APLA: Additional Perturbation for Latent Noise with Adversarial Training Enables Consistency
Authors: Yupu Yao, Shangqi Deng, Zihan Cao, Harry Zhang, Liang-Jian Deng
What
This paper introduces APLA, a novel text-to-video generation network structure based on diffusion models, which leverages an additional compact network called Video Generation Transformer (VGT) to enhance the consistency of generated videos by extracting and utilizing inherent information from the input video.
Why
This paper addresses the limitations of existing video generation diffusion models in maintaining consistency across frames, particularly in retaining local details. It proposes a novel approach using VGT and adversarial training to improve the temporal coherence and overall quality of generated videos, marking a significant step towards high-fidelity video generation.
How
The authors propose APLA, which adds VGT on top of pre-trained diffusion models. VGT, designed in two variants (pure Transformer decoder and a hybrid with 3D convolution), extracts inherent information from the input video. The authors introduce a hyper-loss function combining MSE, L1, and perceptual loss for better latent noise fitting. Furthermore, they incorporate adversarial training with a 1x1 convolutional discriminator to enhance the robustness and quality of the generated videos. Experiments were conducted on the DAVIS dataset, comparing APLA with existing methods using CLIP score and FCI metrics. Ablation studies were also performed to evaluate the impact of each component in APLA.
Result
APLA demonstrates superior performance in generating consistent and high-quality videos compared to existing methods. Notably, it shows significant improvement in retaining local details across frames, addressing a key limitation of previous diffusion models. Quantitative evaluations using CLIP score and FCI confirm APLA’s enhanced content and frame consistency, achieving state-of-the-art results. Ablation studies confirm that each component of APLA contributes to the overall performance, with the full model achieving the best results, showcasing the effectiveness of combining VGT, hyper-loss, and adversarial training.
LF
The authors acknowledge limitations regarding the computational cost of APLA, which requires more time for inference compared to some existing methods. For future work, exploring more efficient architectures for VGT to reduce computational complexity is suggested.
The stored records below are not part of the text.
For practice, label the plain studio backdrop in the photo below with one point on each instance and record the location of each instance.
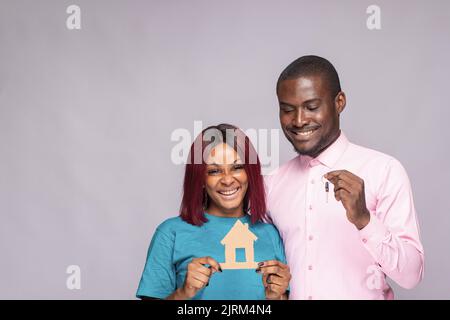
(86, 118)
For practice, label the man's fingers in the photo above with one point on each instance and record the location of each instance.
(341, 174)
(341, 194)
(275, 270)
(270, 263)
(200, 277)
(275, 279)
(194, 283)
(208, 260)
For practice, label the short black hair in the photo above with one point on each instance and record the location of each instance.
(312, 66)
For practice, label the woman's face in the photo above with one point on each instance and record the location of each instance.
(226, 182)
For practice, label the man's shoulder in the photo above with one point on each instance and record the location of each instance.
(368, 157)
(365, 153)
(284, 167)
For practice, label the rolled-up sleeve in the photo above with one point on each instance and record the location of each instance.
(392, 235)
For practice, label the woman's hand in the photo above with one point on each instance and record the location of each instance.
(276, 276)
(197, 276)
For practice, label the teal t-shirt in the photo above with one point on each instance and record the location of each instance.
(176, 242)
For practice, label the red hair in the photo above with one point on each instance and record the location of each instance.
(192, 204)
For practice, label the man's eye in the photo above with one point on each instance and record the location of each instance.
(287, 109)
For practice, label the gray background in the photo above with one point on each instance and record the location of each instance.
(86, 118)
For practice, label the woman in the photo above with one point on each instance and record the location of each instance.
(212, 250)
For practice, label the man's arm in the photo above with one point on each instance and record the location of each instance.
(391, 234)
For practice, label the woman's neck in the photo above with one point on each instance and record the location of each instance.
(232, 213)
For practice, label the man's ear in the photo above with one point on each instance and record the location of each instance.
(340, 101)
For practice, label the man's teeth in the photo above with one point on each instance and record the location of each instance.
(305, 133)
(228, 192)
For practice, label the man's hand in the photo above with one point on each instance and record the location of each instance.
(197, 276)
(276, 276)
(349, 189)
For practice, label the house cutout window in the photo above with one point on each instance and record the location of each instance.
(240, 255)
(239, 247)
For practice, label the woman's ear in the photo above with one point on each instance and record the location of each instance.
(340, 101)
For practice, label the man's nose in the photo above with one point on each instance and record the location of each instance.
(300, 118)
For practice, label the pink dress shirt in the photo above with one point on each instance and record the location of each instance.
(328, 256)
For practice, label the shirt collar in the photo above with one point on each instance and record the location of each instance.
(330, 155)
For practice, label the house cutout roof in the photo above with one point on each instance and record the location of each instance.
(239, 237)
(238, 234)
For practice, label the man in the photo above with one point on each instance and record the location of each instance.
(345, 213)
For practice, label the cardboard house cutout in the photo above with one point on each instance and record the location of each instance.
(239, 237)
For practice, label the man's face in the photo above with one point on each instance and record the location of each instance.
(309, 114)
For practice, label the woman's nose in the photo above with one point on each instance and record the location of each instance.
(227, 178)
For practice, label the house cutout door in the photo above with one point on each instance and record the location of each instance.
(239, 237)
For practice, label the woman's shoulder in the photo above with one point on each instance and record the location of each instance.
(173, 225)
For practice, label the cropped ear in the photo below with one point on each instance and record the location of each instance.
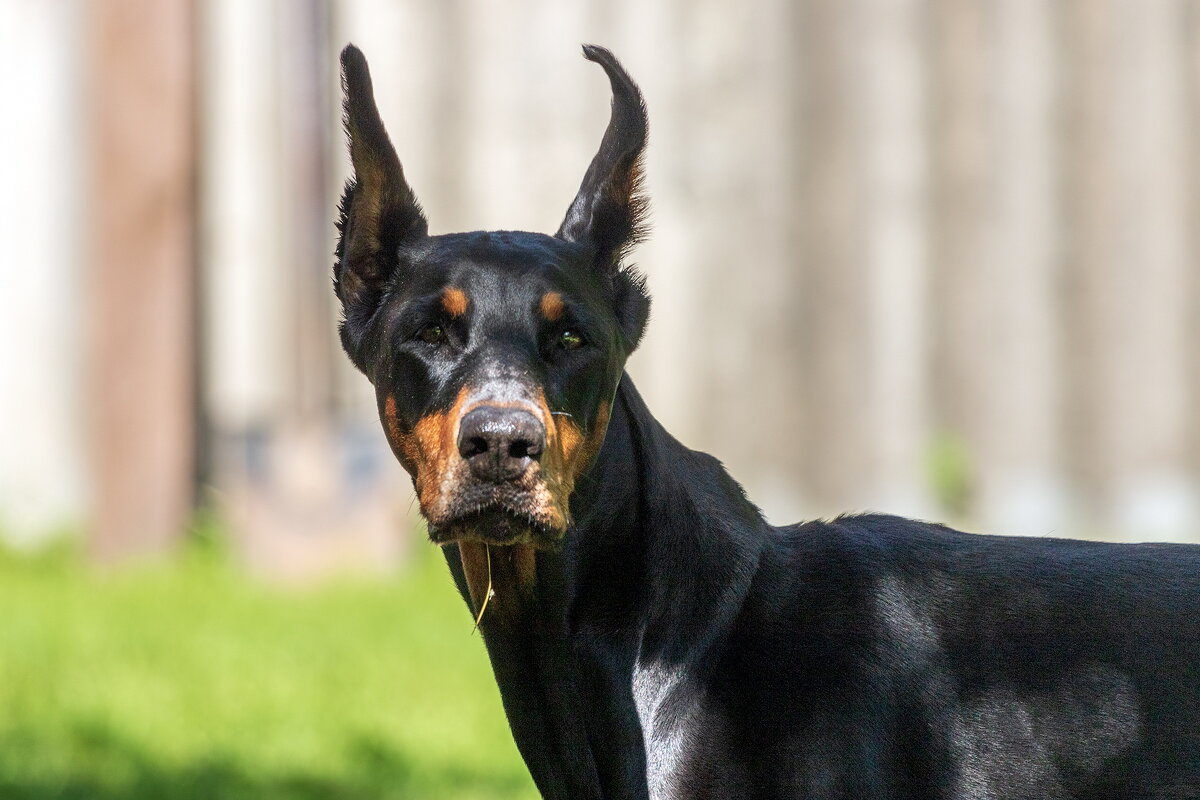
(609, 211)
(378, 211)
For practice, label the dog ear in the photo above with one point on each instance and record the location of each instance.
(609, 212)
(378, 211)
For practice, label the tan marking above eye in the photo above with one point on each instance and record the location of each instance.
(552, 306)
(455, 301)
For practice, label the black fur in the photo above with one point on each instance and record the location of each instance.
(676, 645)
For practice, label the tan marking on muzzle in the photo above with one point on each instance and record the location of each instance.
(429, 450)
(551, 306)
(455, 301)
(568, 453)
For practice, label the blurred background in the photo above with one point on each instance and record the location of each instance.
(933, 257)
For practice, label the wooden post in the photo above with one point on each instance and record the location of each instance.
(139, 343)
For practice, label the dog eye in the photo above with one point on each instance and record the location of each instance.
(570, 341)
(432, 335)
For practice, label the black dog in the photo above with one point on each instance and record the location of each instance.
(652, 635)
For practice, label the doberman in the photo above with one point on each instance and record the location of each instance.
(651, 633)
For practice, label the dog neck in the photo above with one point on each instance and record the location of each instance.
(654, 570)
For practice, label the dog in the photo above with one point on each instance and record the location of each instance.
(652, 636)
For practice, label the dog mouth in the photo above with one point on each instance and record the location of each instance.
(496, 523)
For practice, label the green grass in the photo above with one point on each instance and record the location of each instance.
(193, 681)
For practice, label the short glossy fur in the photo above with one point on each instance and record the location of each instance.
(651, 633)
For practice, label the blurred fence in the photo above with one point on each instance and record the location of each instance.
(927, 256)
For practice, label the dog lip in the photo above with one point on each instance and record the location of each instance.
(475, 524)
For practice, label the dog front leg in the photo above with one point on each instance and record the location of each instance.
(606, 668)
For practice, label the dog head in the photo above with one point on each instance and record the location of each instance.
(495, 355)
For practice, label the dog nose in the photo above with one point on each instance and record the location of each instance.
(499, 444)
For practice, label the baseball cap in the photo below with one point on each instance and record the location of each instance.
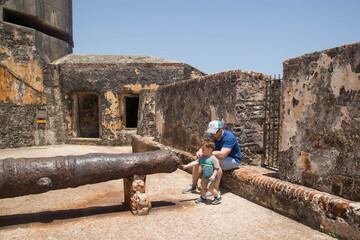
(214, 126)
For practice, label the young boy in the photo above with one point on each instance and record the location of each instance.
(210, 167)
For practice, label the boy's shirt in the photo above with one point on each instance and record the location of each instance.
(208, 165)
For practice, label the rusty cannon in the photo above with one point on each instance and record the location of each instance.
(23, 176)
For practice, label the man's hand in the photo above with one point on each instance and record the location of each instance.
(199, 153)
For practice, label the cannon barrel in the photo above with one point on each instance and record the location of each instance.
(24, 176)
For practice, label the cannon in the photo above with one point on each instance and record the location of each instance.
(24, 176)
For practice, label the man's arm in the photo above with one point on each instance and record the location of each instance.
(193, 163)
(222, 153)
(199, 153)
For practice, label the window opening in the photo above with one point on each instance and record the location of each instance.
(132, 106)
(88, 115)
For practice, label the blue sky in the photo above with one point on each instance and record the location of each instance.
(215, 36)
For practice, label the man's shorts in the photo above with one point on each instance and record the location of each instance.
(205, 184)
(229, 163)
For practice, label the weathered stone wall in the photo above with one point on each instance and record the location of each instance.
(110, 76)
(236, 98)
(26, 80)
(147, 118)
(320, 136)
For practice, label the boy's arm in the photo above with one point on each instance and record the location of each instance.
(194, 163)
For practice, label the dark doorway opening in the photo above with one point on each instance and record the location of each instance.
(88, 115)
(131, 105)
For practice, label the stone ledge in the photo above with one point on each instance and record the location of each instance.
(319, 210)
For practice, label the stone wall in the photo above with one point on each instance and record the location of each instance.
(320, 136)
(26, 79)
(236, 98)
(109, 77)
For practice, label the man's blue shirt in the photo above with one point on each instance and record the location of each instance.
(228, 140)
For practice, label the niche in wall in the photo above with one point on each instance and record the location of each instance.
(129, 105)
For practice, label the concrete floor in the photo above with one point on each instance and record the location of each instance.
(97, 211)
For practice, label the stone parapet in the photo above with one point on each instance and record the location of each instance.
(319, 210)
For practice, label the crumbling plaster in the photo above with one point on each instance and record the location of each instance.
(321, 119)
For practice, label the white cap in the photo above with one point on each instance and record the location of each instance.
(214, 126)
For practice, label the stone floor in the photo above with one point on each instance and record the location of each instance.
(97, 211)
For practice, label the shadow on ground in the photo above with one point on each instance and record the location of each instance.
(50, 216)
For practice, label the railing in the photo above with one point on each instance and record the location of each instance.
(272, 123)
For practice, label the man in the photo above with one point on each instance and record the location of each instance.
(227, 150)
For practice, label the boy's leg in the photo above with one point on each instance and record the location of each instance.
(196, 174)
(217, 183)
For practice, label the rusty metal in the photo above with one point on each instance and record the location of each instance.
(24, 176)
(272, 123)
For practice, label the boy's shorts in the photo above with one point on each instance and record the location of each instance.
(229, 163)
(207, 184)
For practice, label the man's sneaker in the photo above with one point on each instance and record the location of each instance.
(216, 200)
(200, 200)
(189, 189)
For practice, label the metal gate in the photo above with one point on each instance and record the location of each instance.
(272, 123)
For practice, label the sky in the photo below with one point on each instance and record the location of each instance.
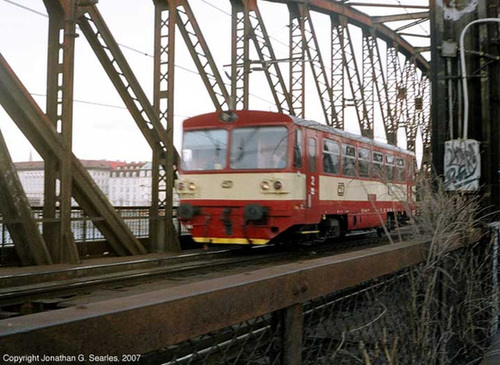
(102, 126)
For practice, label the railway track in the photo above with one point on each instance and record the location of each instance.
(43, 290)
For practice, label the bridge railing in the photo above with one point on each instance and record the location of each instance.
(401, 303)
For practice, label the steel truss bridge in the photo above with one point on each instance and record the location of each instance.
(377, 77)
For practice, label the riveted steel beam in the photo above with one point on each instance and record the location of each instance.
(240, 67)
(394, 94)
(410, 115)
(400, 17)
(338, 71)
(116, 66)
(297, 59)
(162, 231)
(369, 79)
(248, 25)
(40, 131)
(60, 68)
(17, 214)
(363, 20)
(197, 46)
(155, 125)
(315, 60)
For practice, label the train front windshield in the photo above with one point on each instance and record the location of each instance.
(204, 150)
(251, 148)
(259, 148)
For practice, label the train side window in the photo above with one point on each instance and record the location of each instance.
(364, 162)
(331, 157)
(389, 167)
(297, 153)
(400, 169)
(312, 154)
(377, 165)
(411, 170)
(348, 160)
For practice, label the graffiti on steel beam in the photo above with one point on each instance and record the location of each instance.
(462, 165)
(455, 9)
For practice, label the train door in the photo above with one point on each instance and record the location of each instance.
(312, 173)
(410, 181)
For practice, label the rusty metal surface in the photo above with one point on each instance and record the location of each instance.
(144, 323)
(36, 126)
(14, 207)
(363, 20)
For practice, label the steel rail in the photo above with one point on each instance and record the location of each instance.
(146, 322)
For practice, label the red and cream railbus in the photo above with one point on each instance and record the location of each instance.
(250, 177)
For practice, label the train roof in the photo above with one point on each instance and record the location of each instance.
(325, 128)
(268, 117)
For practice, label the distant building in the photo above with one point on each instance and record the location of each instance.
(125, 184)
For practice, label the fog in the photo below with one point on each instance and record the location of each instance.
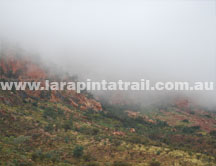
(119, 39)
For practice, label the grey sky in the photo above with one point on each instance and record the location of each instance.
(118, 39)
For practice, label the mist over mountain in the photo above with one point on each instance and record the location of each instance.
(120, 40)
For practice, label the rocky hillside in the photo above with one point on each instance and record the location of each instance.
(63, 128)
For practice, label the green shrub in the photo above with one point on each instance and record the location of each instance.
(78, 151)
(121, 163)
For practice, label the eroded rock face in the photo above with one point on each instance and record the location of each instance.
(22, 68)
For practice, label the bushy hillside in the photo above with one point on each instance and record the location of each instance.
(64, 128)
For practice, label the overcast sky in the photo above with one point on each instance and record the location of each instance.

Additionally, investigating the generalization capabilities of APLA on a wider range of datasets and exploring its application to other video generation tasks, such as video prediction or video editing, could be promising directions.
Abstract
Diffusion models have exhibited promising progress in video generation. However, they often struggle to retain consistent details within local regions across frames. One underlying cause is that traditional diffusion models approximate Gaussian noise distribution by utilizing predictive noise, without fully accounting for the impact of inherent information within the input itself. Additionally, these models emphasize the distinction between predictions and references, neglecting information intrinsic to the videos. To address this limitation, inspired by the self-attention mechanism, we propose a novel text-to-video (T2V) generation network structure based on diffusion models, dubbed Additional Perturbation for Latent noise with Adversarial training (APLA). Our approach only necessitates a single video as input and builds upon pre-trained stable diffusion networks. Notably, we introduce an additional compact network, known as the Video Generation Transformer (VGT). This auxiliary component is designed to extract perturbations from the inherent information contained within the input, thereby refining inconsistent pixels during temporal predictions. We leverage a hybrid architecture of transformers and convolutions to compensate for temporal intricacies, enhancing consistency between different frames within the video. Experiments demonstrate a noticeable improvement in the consistency of the generated videos both qualitatively and quantitatively.